RDF::TrineShortcuts?

 A toolkit for RDF::Trine that implements common tasks. Makes a lot of my hackathon work redundant, but I discovered it only afterward...

It comes with two command line tools: trapper to read and write RDF and count triples (-c), and toquet to send a Sparql query to an endpoint over HTTP.

RDF::Redland

 RDF::Redland is a wrapper for the [Redland C library]( http://librdf.org/). Looks pretty complete.

I couldn't build it as I have the new version 0.9.17 of librasqal, the query library for Redland, which is API incompatible with its predecessor on which RDF::Redland apparently depends.

Another hint for building it is that the test script assumes that libraries generated by swig are in the shared library paths. After taking care of it by adding the following paths to LD_LIBRARY_PAT, no problem occurred for yy:

Redland-1.0.5.4/redland/rasqal/src/.libs
Redland-1.0.5.4/redland/raptor/src/.libs

Test::RDF

 Test::RDF supports checking for data validity, and comparing two graphs for equivalence. It does not explain the differences when they are not equal, however. Builds on RDF::Redland.

RDF::Core

Another pure Perl RDF framework.  CPAN. Last release: 0.51, 2007-02-19, which probably means that it's not very much used or supported. Use RDF::Trine unless you have a good reason not to.

Notes:

  • A pretty complete RDF package written in Perl, including parser and serializer, model with its own query language, and storage with either Berkeley DB, in-memory, or PostgreSQL as backend.
  • It's unfortunate that it has its own query language, should be SPARQL.
  • RDF/XML serialization and parsing only.
  • Has a Schema module to work with RDFS, didn't try it.
  • Greg Williams of RDF::Trine, the other, more complete and up-to-date RDF framework, tried to contribute to RDF::Core but was " met with resistance, rejection, or frustratingly long delays". Not good.

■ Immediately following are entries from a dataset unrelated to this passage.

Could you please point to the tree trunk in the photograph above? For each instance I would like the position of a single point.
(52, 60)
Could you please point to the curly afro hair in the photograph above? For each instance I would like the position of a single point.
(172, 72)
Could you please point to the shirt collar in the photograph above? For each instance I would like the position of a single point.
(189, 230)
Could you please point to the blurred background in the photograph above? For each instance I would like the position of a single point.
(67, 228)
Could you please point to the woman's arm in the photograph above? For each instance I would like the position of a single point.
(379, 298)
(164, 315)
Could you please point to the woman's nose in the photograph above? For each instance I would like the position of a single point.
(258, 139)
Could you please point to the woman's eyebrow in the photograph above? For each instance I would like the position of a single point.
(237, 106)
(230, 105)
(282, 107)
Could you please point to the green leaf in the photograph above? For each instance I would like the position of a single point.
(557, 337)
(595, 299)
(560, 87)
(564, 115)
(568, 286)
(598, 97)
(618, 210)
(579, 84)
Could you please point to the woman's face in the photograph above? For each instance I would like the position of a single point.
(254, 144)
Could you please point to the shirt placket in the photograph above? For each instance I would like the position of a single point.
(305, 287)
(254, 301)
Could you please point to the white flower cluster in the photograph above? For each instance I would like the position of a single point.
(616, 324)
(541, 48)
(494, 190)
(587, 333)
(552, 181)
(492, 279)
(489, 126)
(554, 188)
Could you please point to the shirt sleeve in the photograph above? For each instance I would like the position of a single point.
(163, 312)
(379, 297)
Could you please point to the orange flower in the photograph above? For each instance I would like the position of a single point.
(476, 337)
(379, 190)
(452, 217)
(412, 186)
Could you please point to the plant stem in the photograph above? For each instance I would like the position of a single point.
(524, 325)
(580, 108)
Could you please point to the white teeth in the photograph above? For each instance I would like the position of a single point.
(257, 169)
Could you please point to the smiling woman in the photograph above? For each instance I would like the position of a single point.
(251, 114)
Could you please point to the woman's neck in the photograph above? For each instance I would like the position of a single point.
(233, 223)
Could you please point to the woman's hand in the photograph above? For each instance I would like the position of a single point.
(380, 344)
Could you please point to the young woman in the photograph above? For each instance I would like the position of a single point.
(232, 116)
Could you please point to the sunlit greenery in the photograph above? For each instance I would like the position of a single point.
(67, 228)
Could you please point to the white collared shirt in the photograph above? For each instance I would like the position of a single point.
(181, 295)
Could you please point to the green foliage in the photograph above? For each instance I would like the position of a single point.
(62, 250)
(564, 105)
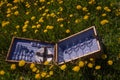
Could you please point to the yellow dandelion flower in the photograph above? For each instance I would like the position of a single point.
(38, 26)
(86, 62)
(71, 15)
(60, 9)
(49, 27)
(67, 31)
(58, 13)
(37, 76)
(21, 78)
(8, 10)
(33, 26)
(25, 26)
(78, 7)
(27, 13)
(16, 13)
(17, 27)
(90, 65)
(15, 7)
(27, 5)
(60, 19)
(81, 64)
(5, 23)
(103, 22)
(51, 73)
(91, 59)
(110, 62)
(60, 2)
(13, 67)
(9, 4)
(98, 8)
(52, 15)
(51, 67)
(37, 71)
(97, 67)
(103, 14)
(48, 3)
(43, 74)
(92, 2)
(42, 1)
(46, 10)
(26, 22)
(24, 30)
(33, 17)
(22, 0)
(76, 68)
(84, 9)
(63, 67)
(103, 56)
(41, 20)
(47, 76)
(86, 17)
(107, 9)
(15, 33)
(45, 30)
(77, 21)
(21, 63)
(35, 4)
(44, 14)
(2, 72)
(46, 62)
(43, 7)
(16, 1)
(34, 69)
(32, 65)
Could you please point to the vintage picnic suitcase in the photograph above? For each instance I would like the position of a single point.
(80, 45)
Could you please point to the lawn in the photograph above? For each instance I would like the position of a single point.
(52, 20)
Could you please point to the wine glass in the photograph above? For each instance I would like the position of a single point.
(82, 46)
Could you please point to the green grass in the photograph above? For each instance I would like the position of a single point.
(109, 32)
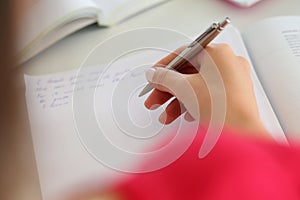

yy's serialization notes: RDF::Core is a bit old and cannot handle a blank node (rdf:nodeID), but the serialized output (RDF/XML) is better organized than the others. You cannot define a QNAME of a name space.

RDF::Simple

 RDF::Simple (0.415) - very basic.

yy's serialization notes: RDF::Simple is literally "simple", so IMO it is useful only for understanding how serialization works, but not for a practical use. As the module page says, it doesn't care the node type. You cannot declare whether a node is a URI or literal. On the other hand, a serialized output (RDF/XML) is better organized (more nested and size is smaller) than RDF::Trine and RDF::Redland.

Onto-Perl

 ONTO-PERL by fellow Biohackathoner Erick Antezana can translate between OBO, OBO-in-OWL, and RDF (among other things).

Wrappers

Future Work

A lot. Add if you think of something.

UniProt? has a very simple RDF reader that only works with UniProt? RDF. It's still useful as it's very easy to use, tkappler is working on packaging it up.